LONDON, Oct 20 (Reuters) - Hedge funds last week sold
the largest amount of stocks in over six months including energy
shares, said a client note by Goldman Sachs ( GS ) while a separate
note by JPMorgan ( JPM ) highlighted a sell-off in banks.
Speculators sold global banks and financial services
companies in the U.S. particularly, leaving their positioning in
the sector neutral, showed a client note by JPMorgan's ( JPM ) prime
brokerage seen by Reuters on Monday.
This came against a backdrop of selling in global stocks
late last week, with the bankruptcies of First Brands and
Tricolor putting a focus on the risk controls of banks and the
opaque credit market, where complex loans and new facilities
have made it harder to gauge participants' exposure.
Still , the S&P 500 index ended last week 1.7%
higher as quarterly results from regional banks eased banking
sector concerns and investors took comfort from U.S. President
Donald Trump's latest remarks on trade relations with China.
Retail and mutual funds in the first quarter of 2025 held
over half of the U.S. stock market volume, whereas hedge funds
made up less than 10%, a UBS client note in August showed.
Hedge funds last week sold equities in every major trading
region apart from Europe by the largest amount in six months,
said a prime brokerage note from Goldman Sachs ( GS ), seen by
Reuters on Monday.
Hedge funds dumped losing long positions and added short
bets, the bank said.
A long position bets an asset value will rise, whereas a
short wager expects it to fall.
The Goldman note added that energy stocks were sold in the
largest clip in four months.
Crude oil fell below $60 last week following a report
from the International Energy Agency, which continues to
forecast a significant supply glut in the oil market.
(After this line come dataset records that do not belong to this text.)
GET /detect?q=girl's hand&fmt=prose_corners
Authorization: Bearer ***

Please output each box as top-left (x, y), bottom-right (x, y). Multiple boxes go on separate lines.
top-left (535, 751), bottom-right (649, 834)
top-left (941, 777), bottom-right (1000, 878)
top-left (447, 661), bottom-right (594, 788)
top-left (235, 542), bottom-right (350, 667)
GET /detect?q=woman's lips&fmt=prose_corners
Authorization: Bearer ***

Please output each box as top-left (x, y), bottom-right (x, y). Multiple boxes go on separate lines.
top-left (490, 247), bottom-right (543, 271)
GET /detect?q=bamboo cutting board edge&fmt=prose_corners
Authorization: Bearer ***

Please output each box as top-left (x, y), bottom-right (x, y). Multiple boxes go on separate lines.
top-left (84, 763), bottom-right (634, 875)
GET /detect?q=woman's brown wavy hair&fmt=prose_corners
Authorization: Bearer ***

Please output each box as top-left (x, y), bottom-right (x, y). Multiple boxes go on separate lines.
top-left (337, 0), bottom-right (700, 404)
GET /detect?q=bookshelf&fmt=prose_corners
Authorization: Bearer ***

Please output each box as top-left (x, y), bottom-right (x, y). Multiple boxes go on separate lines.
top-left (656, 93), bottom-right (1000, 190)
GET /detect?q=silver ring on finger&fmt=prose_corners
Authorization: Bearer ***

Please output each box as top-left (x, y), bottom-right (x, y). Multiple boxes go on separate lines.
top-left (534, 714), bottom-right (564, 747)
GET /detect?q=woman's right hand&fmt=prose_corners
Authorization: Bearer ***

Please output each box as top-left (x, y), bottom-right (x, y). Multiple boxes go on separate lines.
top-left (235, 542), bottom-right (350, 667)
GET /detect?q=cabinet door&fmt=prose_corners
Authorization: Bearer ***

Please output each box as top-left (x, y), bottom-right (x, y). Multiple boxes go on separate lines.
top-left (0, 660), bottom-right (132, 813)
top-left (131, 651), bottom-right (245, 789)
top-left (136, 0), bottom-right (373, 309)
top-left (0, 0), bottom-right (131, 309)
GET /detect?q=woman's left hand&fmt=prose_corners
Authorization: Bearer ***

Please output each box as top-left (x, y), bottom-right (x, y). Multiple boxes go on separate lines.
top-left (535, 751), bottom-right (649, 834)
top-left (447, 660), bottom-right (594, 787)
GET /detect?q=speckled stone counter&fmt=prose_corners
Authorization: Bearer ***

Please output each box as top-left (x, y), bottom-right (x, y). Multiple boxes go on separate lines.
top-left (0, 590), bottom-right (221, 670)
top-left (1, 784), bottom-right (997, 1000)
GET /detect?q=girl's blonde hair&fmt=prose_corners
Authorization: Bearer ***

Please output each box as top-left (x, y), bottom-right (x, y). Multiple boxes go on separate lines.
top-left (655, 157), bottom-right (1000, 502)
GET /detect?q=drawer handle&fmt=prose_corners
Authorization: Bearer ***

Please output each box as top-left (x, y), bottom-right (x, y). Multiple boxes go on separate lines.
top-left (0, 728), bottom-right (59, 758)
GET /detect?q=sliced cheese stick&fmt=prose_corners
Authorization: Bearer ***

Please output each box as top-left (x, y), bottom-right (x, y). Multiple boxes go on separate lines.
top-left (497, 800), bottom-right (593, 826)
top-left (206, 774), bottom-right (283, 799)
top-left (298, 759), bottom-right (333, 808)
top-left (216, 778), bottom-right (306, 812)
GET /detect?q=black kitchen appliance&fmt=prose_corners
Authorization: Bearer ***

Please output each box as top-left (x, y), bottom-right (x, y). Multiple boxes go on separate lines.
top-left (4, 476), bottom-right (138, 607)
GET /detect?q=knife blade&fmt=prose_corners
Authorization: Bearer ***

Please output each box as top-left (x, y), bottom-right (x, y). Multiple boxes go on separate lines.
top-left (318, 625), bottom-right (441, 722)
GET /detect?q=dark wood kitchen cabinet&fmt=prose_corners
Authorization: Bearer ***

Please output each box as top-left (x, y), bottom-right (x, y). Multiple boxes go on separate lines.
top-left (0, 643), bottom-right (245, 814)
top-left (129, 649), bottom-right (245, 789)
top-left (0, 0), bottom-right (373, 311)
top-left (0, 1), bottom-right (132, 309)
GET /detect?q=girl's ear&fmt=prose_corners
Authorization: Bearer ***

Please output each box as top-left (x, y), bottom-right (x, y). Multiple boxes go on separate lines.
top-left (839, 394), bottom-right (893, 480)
Hedge fund selling concentrated in companies related to the
oil, gas and consumable fuels industries, said Goldman.
However, uncertainty over where that oil supply currently is
in the world and disputing supply projections from other oil
forecasting agents including OPEC, have thrown the projection
into doubt.
Hedge funds' energy-related share exposure tracked by
Goldman Sachs' ( GS ) prime brokerage is now the lowest in three years,
Goldman said.
Overall performance for stock pickers declined 0.73% between
October 10 and 16. Those with systematic strategies saw returns
rise 0.22% over the same time frame, Goldman's note added.